Search code examples
node.jsmongodbmongoosemapreduceaggregation-framework

MongoDB aggregation $group stage by already created values / variable from outside


Imaging I have an array of objects, available before the aggregate query:

const groupBy = [
  {
    realm: 1,
    latest_timestamp: 1318874398, //Date.now() values, usually different to each other
    item_id: 1234, //always the same
  },
  {
    realm: 2,
    latest_timestamp: 1312467986, //actually it's $max timestamp field from the collection
    item_id: 1234,
  },
  {
    realm: ..., //there are many of them
    latest_timestamp: ...,
    item_id: 1234,
  },
  {
    realm: 10,
    latest_timestamp: 1318874398, //but sometimes then can be the same
    item_id: 1234,
  },
]

And collection (example set available on MongoPlayground) with the following schema:

  {
    realm: Number,
    timestamp: Number,
    item_id: Number,
    field: Number, //any other useless fields in this case
  }

My problem is, how to $group the values from the collection via the aggregation framework by using the already available set of data (from groupBy) ?

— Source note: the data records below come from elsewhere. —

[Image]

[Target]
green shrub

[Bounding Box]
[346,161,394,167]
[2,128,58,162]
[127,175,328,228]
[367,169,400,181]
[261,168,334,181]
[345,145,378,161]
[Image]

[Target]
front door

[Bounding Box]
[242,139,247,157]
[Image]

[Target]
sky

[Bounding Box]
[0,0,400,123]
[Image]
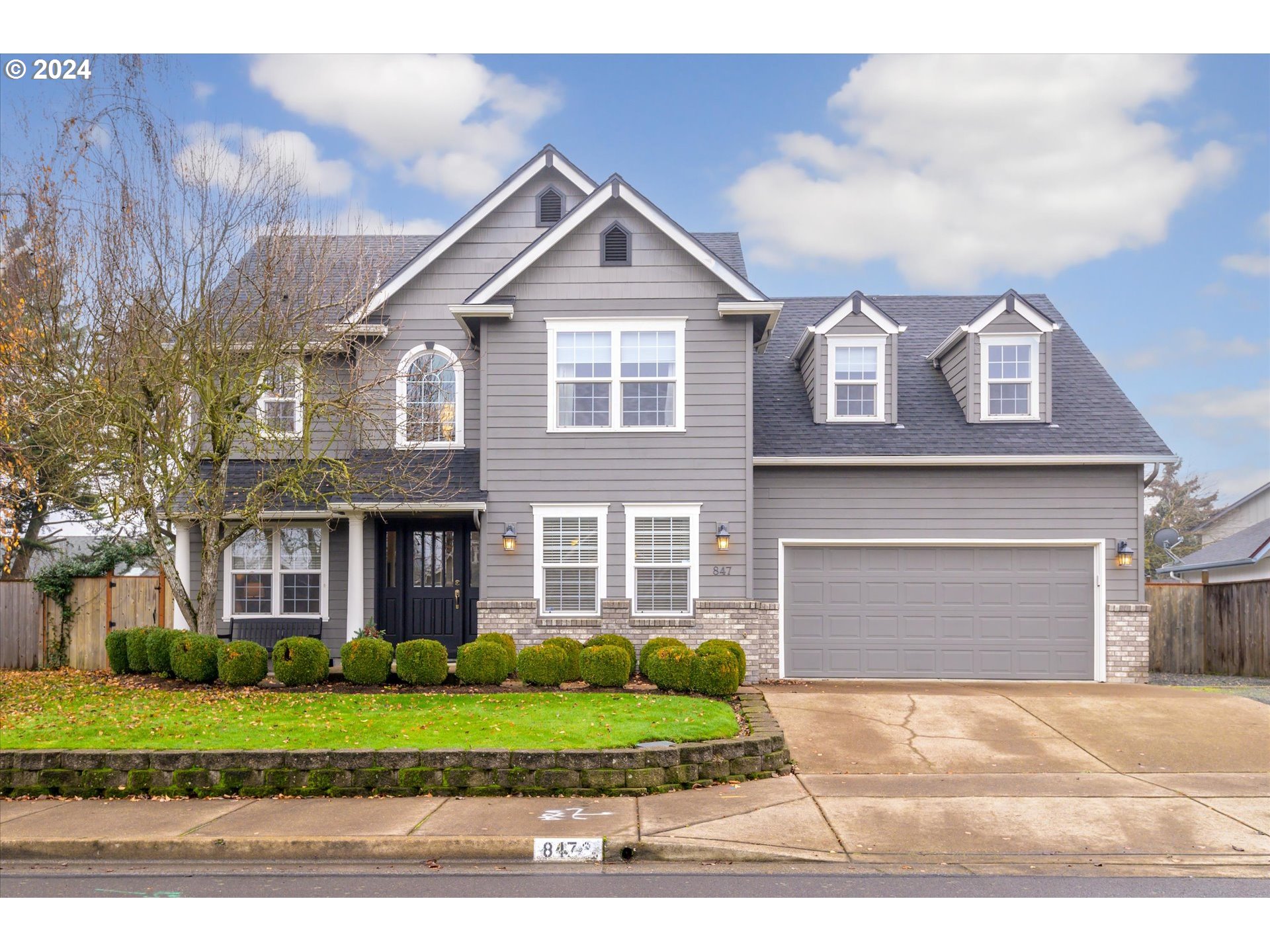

What have been tried already.

Okay, let skip crap ideas, like:

for (const element of groupBy) {
  //array of `find` queries
}

My current working aggregation query is something like that:

      //first stage
      {
         $match: { 
           "item": 1234
           "realm" [1,2,3,4...,10]
         }
      },
      {
        $group: {
          _id: {
            realm: '$realm',
          },
          latest_timestamp: {
            $max: '$timestamp',
          },
          data: {
            $push: '$$ROOT',
          },
        },
      },
      {
        $unwind: '$data',
      },
      {
        $addFields: {
          'data.latest_timestamp': {
            $cond: {
              if: {
                $eq: ['$data.timestamp', '$latest_timestamp'],
              },
              then: '$latest_timestamp',
              else: '$$REMOVE',
            },
          },
        },
      },
      {
        $replaceRoot: {
          newRoot: '$data',
        },
      },
      //At last, after this stages I can do useful job

but I found it a bit obsolete, and I already heard that using [.mapReduce][1] could solve my problem a bit faster, than this query. (But official docs doesn't sound promising about it) Does it true?

As for now, I am using 4 or 5 stages, before start working with useful (for me) documents.

Recent update:

I have checked the $facet stage and I found it curious for this certain case. Probably it will help me out.

For what it's worth:

After receiving documents after the necessary stages I am building a representative cluster chart, that you may also know as a heatmap Heatmap

After that I was iterating each document (or array of objects) one-by-one to find their correct x and y coordinated in place which should be:

[
  { 
    x: x (number, actual $price), 
    y: y (number, actual $realm),
    value: price * quantity,
    quantity: sum_of_quantity_on_price_level
  }
]

As for now, it's old awful code with for...loop inside each other, but in the future, I will be using $facet => $bucket operators for that kind of job.


Solution

  • So, I have found an answer to my question in another, but relevant way.

    I was thinking about using $facet operator and to be honest, it's still an option, but using it, as below is a bad practice.

    //building $facet query before aggregation
    
    const ObjectQuery = {}
    for (const realm of realms) {
      Object.assign(ObjectQuery, { `${realm.name}` : [ ... ] }
    }
    
    //mongoose query here
    aggregation([{
        $facet: ObjectQuery
      },
      ...
    ])
    

    So, I have chosen a $project stage and $switch operator to filter results, such as $groups do.

    Also, using MapReduce could also solve this problem, but for some reason, the official Mongo docs recommends to avoid using it, and choose aggregation: $group and $merge operators instead.